So I'm trying to set up a Nagios check_load service on a Red Hat server. I followed the documentation from Red Hat to install the NRPE client: https://access.redhat.com/documentation/en-US/Red_Hat_Enterprise_Linux_OpenStack_Platform/3/html/Installation_and_Configuration_Guide/Installing_and_Configuring_NRPE.html
On the Nagios GUI, I get this:
CHECK_NRPE: Error receiving data from daemon.
But when I log in to the Nagios server to debug, it looks like I can run this fine from the terminal:
root@portalmon:/Nagios# /usr/local/nagios/libexec/check_nrpe -H 10.0.XX.XXX -c check_load -t 30
OK - load average: 0.15, 0.10, 0.04|load1=0.150;15.000;30.000;0; load5=0.100;10.000;25.000;0; load15=0.040;5.000;20.000;0;
So I don't think it's a permissions problem. I think it's some kind of path issue, but I can't figure out why this is not working. Can anybody help?

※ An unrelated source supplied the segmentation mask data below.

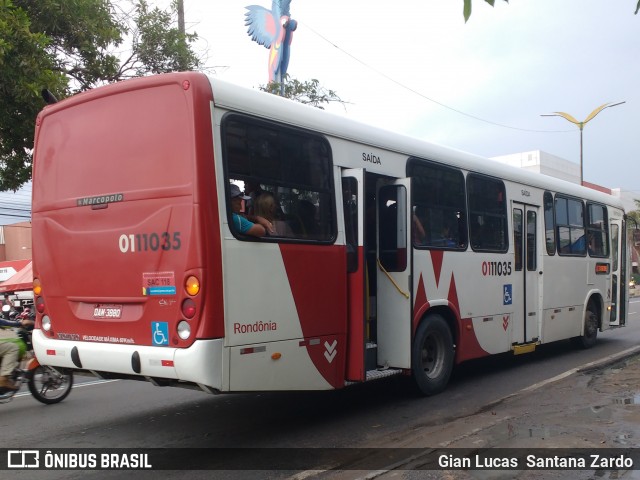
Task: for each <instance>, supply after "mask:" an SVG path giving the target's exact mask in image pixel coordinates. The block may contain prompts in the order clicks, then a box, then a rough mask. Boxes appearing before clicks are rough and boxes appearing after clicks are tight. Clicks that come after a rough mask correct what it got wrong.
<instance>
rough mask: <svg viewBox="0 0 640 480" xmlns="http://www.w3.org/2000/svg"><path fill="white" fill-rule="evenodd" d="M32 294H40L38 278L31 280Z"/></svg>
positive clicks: (41, 290) (41, 288)
mask: <svg viewBox="0 0 640 480" xmlns="http://www.w3.org/2000/svg"><path fill="white" fill-rule="evenodd" d="M33 293H34V294H35V295H40V294H41V293H42V285H41V284H40V279H39V278H34V279H33Z"/></svg>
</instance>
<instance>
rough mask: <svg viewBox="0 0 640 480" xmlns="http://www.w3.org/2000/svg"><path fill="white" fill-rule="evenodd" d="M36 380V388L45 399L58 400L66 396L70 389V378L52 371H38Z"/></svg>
mask: <svg viewBox="0 0 640 480" xmlns="http://www.w3.org/2000/svg"><path fill="white" fill-rule="evenodd" d="M34 380H35V385H36V388H37V390H38V392H39V393H40V395H41V396H42V397H43V398H49V399H54V398H58V397H60V396H62V395H64V394H65V393H66V391H67V389H68V388H69V385H68V378H67V377H66V376H65V375H62V374H60V373H58V372H56V371H52V370H50V369H42V370H40V371H38V372H37V373H36V375H35V378H34Z"/></svg>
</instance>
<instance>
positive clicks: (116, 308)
mask: <svg viewBox="0 0 640 480" xmlns="http://www.w3.org/2000/svg"><path fill="white" fill-rule="evenodd" d="M121 316H122V305H96V306H95V307H94V309H93V318H120V317H121Z"/></svg>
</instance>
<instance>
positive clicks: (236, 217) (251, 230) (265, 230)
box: [229, 183, 275, 237]
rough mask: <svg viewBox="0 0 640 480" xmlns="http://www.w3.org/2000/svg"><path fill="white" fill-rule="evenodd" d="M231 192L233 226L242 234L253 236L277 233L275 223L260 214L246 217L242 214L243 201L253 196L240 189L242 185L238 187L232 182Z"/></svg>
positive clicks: (264, 235)
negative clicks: (246, 194) (243, 193)
mask: <svg viewBox="0 0 640 480" xmlns="http://www.w3.org/2000/svg"><path fill="white" fill-rule="evenodd" d="M229 192H230V196H231V210H232V211H233V213H232V220H233V226H234V227H235V228H236V229H237V230H238V231H239V232H240V233H242V234H245V235H251V236H253V237H263V236H265V235H266V234H267V232H269V233H272V234H273V233H275V231H274V230H273V225H272V224H271V222H270V221H269V220H267V219H266V218H263V217H260V216H256V215H253V216H251V215H250V216H248V218H245V217H244V216H243V215H241V214H240V212H241V211H242V201H243V200H244V201H247V200H250V199H251V197H248V196H246V195H244V194H243V193H242V191H240V187H238V186H237V185H236V184H235V183H232V184H231V185H230V186H229Z"/></svg>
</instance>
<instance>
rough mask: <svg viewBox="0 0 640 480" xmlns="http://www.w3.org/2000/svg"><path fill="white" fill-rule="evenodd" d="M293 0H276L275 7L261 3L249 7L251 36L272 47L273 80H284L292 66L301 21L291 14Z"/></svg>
mask: <svg viewBox="0 0 640 480" xmlns="http://www.w3.org/2000/svg"><path fill="white" fill-rule="evenodd" d="M290 5H291V0H273V2H272V3H271V10H268V9H266V8H264V7H261V6H259V5H250V6H248V7H245V8H246V9H247V10H248V11H247V12H246V13H245V23H244V24H245V25H246V26H247V27H248V29H247V33H248V35H249V36H250V37H251V40H253V41H254V42H257V43H258V44H259V45H263V46H264V47H265V48H268V49H269V65H268V69H269V83H271V82H278V83H282V80H283V79H284V76H285V75H286V73H287V67H288V66H289V55H290V46H291V40H292V38H293V32H294V31H295V29H296V28H297V26H298V22H296V21H295V20H293V19H292V18H291V12H290V11H289V7H290Z"/></svg>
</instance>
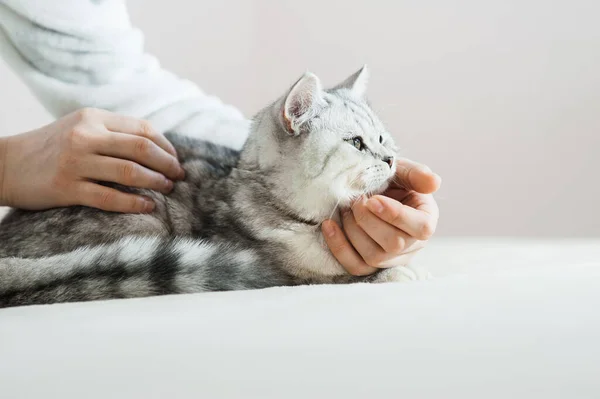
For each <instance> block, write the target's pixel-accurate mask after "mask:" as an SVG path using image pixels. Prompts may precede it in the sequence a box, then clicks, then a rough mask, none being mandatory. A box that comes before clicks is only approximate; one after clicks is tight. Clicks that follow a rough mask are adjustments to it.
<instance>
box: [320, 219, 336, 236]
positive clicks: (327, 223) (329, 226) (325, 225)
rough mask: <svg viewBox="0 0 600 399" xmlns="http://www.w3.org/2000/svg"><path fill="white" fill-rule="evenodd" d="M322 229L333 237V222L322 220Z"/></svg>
mask: <svg viewBox="0 0 600 399" xmlns="http://www.w3.org/2000/svg"><path fill="white" fill-rule="evenodd" d="M323 231H324V232H325V235H326V236H327V237H333V236H334V235H335V227H333V222H331V221H325V222H323Z"/></svg>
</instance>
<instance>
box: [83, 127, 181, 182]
mask: <svg viewBox="0 0 600 399" xmlns="http://www.w3.org/2000/svg"><path fill="white" fill-rule="evenodd" d="M94 141H95V147H96V151H97V153H98V154H100V155H106V156H110V157H117V158H121V159H128V160H130V161H134V162H136V163H138V164H140V165H143V166H146V167H148V168H150V169H152V170H155V171H157V172H160V173H162V174H163V175H165V176H166V177H168V178H170V179H173V180H177V179H181V178H183V177H184V172H183V169H182V168H181V166H179V162H178V161H177V158H175V157H174V156H172V155H171V154H169V153H167V152H166V151H164V150H163V149H162V148H161V147H159V146H158V145H156V144H155V143H154V142H153V141H151V140H149V139H147V138H145V137H142V136H135V135H130V134H123V133H112V132H109V133H107V134H105V135H96V136H95V139H94Z"/></svg>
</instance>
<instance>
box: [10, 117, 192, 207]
mask: <svg viewBox="0 0 600 399" xmlns="http://www.w3.org/2000/svg"><path fill="white" fill-rule="evenodd" d="M2 141H3V142H2V145H1V146H0V150H2V152H0V163H1V165H0V166H2V167H0V171H2V169H3V173H0V205H8V206H13V207H17V208H23V209H31V210H39V209H48V208H53V207H59V206H70V205H86V206H90V207H94V208H100V209H103V210H107V211H114V212H137V213H142V212H151V211H152V210H153V209H154V203H153V202H152V200H150V199H149V198H146V197H143V196H138V195H133V194H128V193H124V192H121V191H118V190H115V189H112V188H108V187H105V186H102V185H100V184H98V183H97V182H98V181H102V182H112V183H118V184H122V185H124V186H130V187H138V188H147V189H152V190H157V191H160V192H163V193H168V192H170V191H171V190H172V189H173V181H172V180H176V179H182V178H183V177H184V175H185V173H184V171H183V169H182V168H181V166H180V165H179V162H178V160H177V153H176V152H175V148H173V146H172V145H171V143H169V141H168V140H167V139H166V138H165V137H164V136H162V135H161V134H158V133H156V132H155V131H154V130H153V129H152V127H151V126H150V125H149V124H148V122H145V121H142V120H138V119H135V118H130V117H126V116H120V115H116V114H113V113H111V112H108V111H104V110H99V109H87V108H86V109H82V110H79V111H76V112H73V113H71V114H69V115H67V116H65V117H63V118H61V119H59V120H57V121H56V122H53V123H51V124H50V125H47V126H44V127H42V128H40V129H37V130H33V131H31V132H28V133H24V134H21V135H17V136H9V137H4V138H2Z"/></svg>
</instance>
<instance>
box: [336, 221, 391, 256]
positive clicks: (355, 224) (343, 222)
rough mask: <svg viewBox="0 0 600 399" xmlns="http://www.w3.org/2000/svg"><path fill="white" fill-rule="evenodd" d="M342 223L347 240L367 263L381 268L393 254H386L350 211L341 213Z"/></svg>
mask: <svg viewBox="0 0 600 399" xmlns="http://www.w3.org/2000/svg"><path fill="white" fill-rule="evenodd" d="M342 225H343V227H344V232H345V233H346V236H347V237H348V241H350V243H351V244H352V246H353V247H354V249H356V251H357V252H358V253H359V255H360V256H361V257H362V258H363V260H364V261H365V263H366V264H367V265H369V266H372V267H377V268H381V267H384V266H382V265H384V264H385V262H386V261H387V260H389V259H390V258H392V257H394V256H395V254H388V253H387V252H386V251H385V250H384V249H383V248H382V247H381V246H380V245H379V244H378V243H377V242H375V240H373V239H372V238H371V237H370V236H369V235H368V234H367V233H366V232H365V231H364V230H363V229H362V228H361V227H360V226H359V225H358V223H357V222H356V220H355V218H354V214H353V213H352V212H351V211H345V212H343V213H342Z"/></svg>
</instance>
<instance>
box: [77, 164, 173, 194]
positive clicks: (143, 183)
mask: <svg viewBox="0 0 600 399" xmlns="http://www.w3.org/2000/svg"><path fill="white" fill-rule="evenodd" d="M81 175H82V177H84V178H87V179H92V180H99V181H104V182H111V183H118V184H121V185H123V186H128V187H138V188H147V189H150V190H156V191H160V192H161V193H164V194H168V193H170V192H171V190H173V182H172V181H171V180H169V179H167V178H166V177H164V176H163V175H161V174H160V173H157V172H154V171H153V170H150V169H147V168H145V167H143V166H140V165H138V164H137V163H135V162H132V161H128V160H124V159H119V158H111V157H105V156H99V155H96V156H93V157H90V158H88V159H86V160H85V161H84V162H83V163H82V164H81Z"/></svg>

Here is my service description:
define service{
use dev-service
host_name [DEV] Luminis Admin DEV Portal
service_description CPU-Load
check_command check_nrpe!"check_load"
}
I'm wondering if I'm even calling the same service when I run the terminal command above.
EDIT: I figured out the issue. Now working on the resolution. I changed Nagios to debug mode and by looking at /usr/local/nagios/var/nagios.debug I realized that the command that was being run was
/usr/local/nagios/libexec/check_nrpe -n -t 60 -H <hostname> -c check_load
instead of
/usr/local/nagios/libexec/check_nrpe -H 10.0.XX.XXX -c check_load -t 30
So something is appending the "-n" and it's causing issues. The second command returns what I want, but the first returns
CHECK_NRPE: Error receiving data from daemon.

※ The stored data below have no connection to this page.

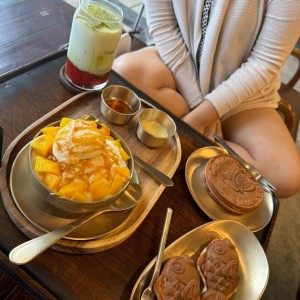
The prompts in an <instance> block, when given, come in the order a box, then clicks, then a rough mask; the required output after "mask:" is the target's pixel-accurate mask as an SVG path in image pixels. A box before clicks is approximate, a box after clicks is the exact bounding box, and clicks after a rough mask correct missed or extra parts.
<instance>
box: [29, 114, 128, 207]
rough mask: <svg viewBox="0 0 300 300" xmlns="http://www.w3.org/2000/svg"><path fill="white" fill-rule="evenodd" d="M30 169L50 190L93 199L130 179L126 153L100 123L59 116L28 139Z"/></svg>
mask: <svg viewBox="0 0 300 300" xmlns="http://www.w3.org/2000/svg"><path fill="white" fill-rule="evenodd" d="M31 147H32V152H33V154H34V155H32V158H33V161H32V165H33V168H34V172H35V173H36V174H37V176H38V178H39V180H40V181H41V182H42V183H43V184H44V185H45V186H46V187H47V188H48V189H49V190H50V191H51V192H52V193H54V194H57V195H59V196H61V197H63V198H67V199H71V200H75V201H80V202H93V201H97V200H101V199H103V198H105V197H106V196H108V195H114V194H116V193H118V192H119V191H120V190H121V189H122V188H123V187H124V186H125V184H126V183H127V182H128V181H129V180H130V178H131V173H130V170H129V168H128V165H127V161H128V160H129V159H130V156H129V154H128V153H126V151H125V150H124V148H123V146H122V144H121V142H120V140H118V139H114V138H113V137H112V136H111V132H110V129H109V128H108V127H107V126H105V125H104V124H102V126H99V127H98V125H97V123H95V122H93V121H87V120H82V119H75V120H73V119H69V118H63V119H62V120H61V122H60V124H59V125H58V126H49V127H45V128H43V129H42V130H41V135H39V136H38V137H36V138H35V139H34V140H33V141H32V142H31Z"/></svg>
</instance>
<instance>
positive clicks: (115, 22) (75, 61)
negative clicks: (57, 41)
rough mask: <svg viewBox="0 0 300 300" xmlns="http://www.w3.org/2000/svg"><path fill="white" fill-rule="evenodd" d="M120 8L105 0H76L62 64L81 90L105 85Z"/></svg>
mask: <svg viewBox="0 0 300 300" xmlns="http://www.w3.org/2000/svg"><path fill="white" fill-rule="evenodd" d="M122 20H123V12H122V10H121V9H120V8H119V7H118V6H116V5H114V4H113V3H111V2H108V1H106V0H80V3H79V6H78V8H77V9H76V11H75V14H74V17H73V22H72V28H71V34H70V40H69V47H68V54H67V62H66V67H65V74H66V77H67V79H69V81H70V82H71V83H72V84H73V85H75V86H76V87H79V88H81V89H84V90H98V89H102V88H103V87H105V86H106V84H107V82H108V77H109V74H110V71H111V68H112V64H113V61H114V58H115V55H116V51H117V48H118V44H119V40H120V37H121V33H122Z"/></svg>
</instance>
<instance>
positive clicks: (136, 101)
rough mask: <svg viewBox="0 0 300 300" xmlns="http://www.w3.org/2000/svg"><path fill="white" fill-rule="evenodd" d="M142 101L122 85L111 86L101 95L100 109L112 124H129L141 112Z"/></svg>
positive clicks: (127, 88)
mask: <svg viewBox="0 0 300 300" xmlns="http://www.w3.org/2000/svg"><path fill="white" fill-rule="evenodd" d="M140 108H141V101H140V99H139V97H138V96H137V95H136V94H135V93H134V92H133V91H132V90H130V89H128V88H126V87H124V86H121V85H110V86H108V87H106V88H105V89H103V91H102V93H101V104H100V109H101V112H102V114H103V116H104V117H105V119H106V120H108V121H110V122H111V123H114V124H118V125H123V124H127V123H128V122H129V121H130V120H131V118H132V117H133V116H134V115H135V114H136V113H137V112H138V111H139V110H140Z"/></svg>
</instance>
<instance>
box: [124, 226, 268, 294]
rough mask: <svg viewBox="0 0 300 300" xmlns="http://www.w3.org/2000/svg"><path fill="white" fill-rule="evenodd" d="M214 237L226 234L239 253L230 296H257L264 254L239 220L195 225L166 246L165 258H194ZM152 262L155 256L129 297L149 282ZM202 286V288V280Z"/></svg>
mask: <svg viewBox="0 0 300 300" xmlns="http://www.w3.org/2000/svg"><path fill="white" fill-rule="evenodd" d="M171 226H172V225H171ZM215 238H219V239H221V238H228V239H229V240H231V242H232V243H233V244H234V245H235V246H236V250H237V252H238V255H239V262H240V267H239V278H240V282H239V287H238V289H237V291H236V292H235V293H234V295H233V296H232V298H231V299H232V300H238V299H243V300H253V299H260V297H261V296H262V294H263V292H264V290H265V288H266V286H267V283H268V279H269V265H268V261H267V257H266V255H265V252H264V250H263V248H262V247H261V245H260V243H259V242H258V240H257V238H256V237H255V236H254V234H253V233H252V232H251V231H250V230H249V229H248V228H247V227H245V226H244V225H241V224H240V223H238V222H235V221H212V222H210V223H206V224H205V225H202V226H200V227H197V228H195V229H194V230H192V231H190V232H188V233H187V234H185V235H184V236H182V237H181V238H179V239H178V240H176V241H175V242H173V243H172V244H171V245H169V246H168V247H167V248H166V249H165V252H164V262H166V261H167V260H168V259H169V258H171V257H174V256H182V255H188V256H189V257H191V258H192V259H193V260H194V261H196V259H197V258H198V256H199V255H200V253H201V252H202V250H203V249H204V247H205V246H206V245H207V244H208V243H209V242H210V241H212V240H213V239H215ZM154 264H155V258H154V259H153V260H152V261H151V262H150V263H149V264H148V266H147V267H146V268H145V270H144V271H143V272H142V274H141V275H140V277H139V278H138V280H137V282H136V284H135V286H134V288H133V290H132V293H131V297H130V300H139V299H140V297H141V294H142V292H143V290H144V289H145V288H146V287H147V285H148V284H149V282H150V279H151V275H152V272H153V269H154ZM201 286H202V288H203V284H202V285H201Z"/></svg>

EDIT 2: Figured it out but I don't have enough reputation to submit it as a valid answer, so below is what I typed.
I was able to resolve my issue. This is what I did.

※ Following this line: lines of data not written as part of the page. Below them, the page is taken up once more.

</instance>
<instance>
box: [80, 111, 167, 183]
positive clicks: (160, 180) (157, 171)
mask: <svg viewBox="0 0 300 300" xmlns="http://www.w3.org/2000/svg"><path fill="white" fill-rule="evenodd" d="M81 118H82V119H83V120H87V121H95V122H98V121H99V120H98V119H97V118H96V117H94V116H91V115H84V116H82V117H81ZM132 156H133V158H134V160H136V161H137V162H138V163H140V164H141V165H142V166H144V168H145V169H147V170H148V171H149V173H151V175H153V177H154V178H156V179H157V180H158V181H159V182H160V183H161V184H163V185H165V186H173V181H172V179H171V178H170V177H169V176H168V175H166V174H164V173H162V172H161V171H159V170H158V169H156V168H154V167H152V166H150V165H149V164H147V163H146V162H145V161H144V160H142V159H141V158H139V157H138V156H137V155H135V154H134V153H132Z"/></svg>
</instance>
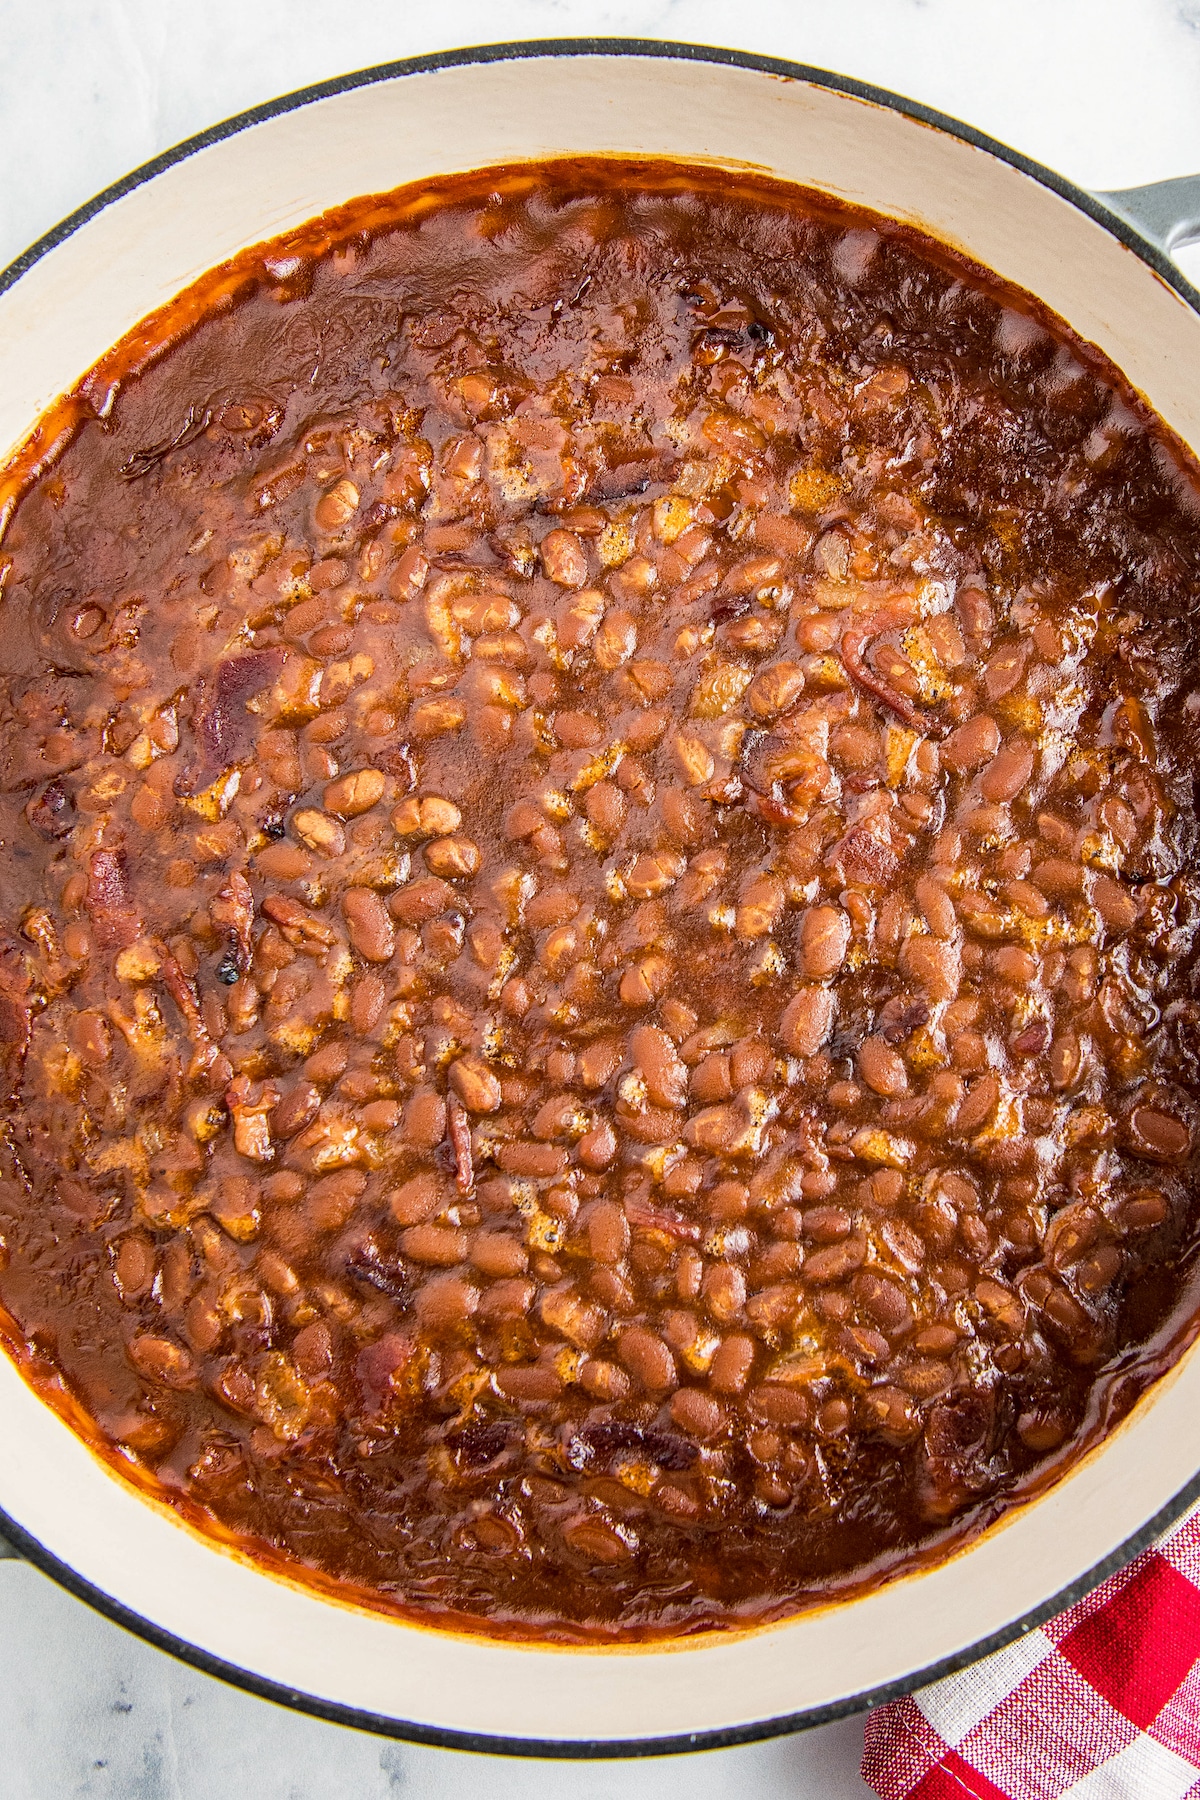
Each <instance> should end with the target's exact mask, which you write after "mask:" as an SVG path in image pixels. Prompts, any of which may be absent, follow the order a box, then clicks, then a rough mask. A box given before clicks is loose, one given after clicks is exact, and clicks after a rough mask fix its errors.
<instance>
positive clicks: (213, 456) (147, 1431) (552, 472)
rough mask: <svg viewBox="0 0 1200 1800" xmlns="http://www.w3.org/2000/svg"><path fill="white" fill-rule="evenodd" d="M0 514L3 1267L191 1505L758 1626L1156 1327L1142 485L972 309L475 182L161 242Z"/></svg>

- In Nagios.cfg, I turned on debug mode and found the location of the debug file.
- Replicated the issue while tailing the debug log. Found out the command the Nagios was executing was different than what I was expecting. It was appending the No SSL flag (-n).
- In commands.cfg, I searched for check_nrpe. Found out that it was executing the command with -n. There was another command called check_secure_nrpe which runs check_nrpe without the -n flag.
- Edited my service description to use check_secure_nrpe instead of check_nrpe.
- Restarted Nagios.
The service now works as expected.
Best Answer
I was able to resolve my issue. This is what I did.
The service now works as expected.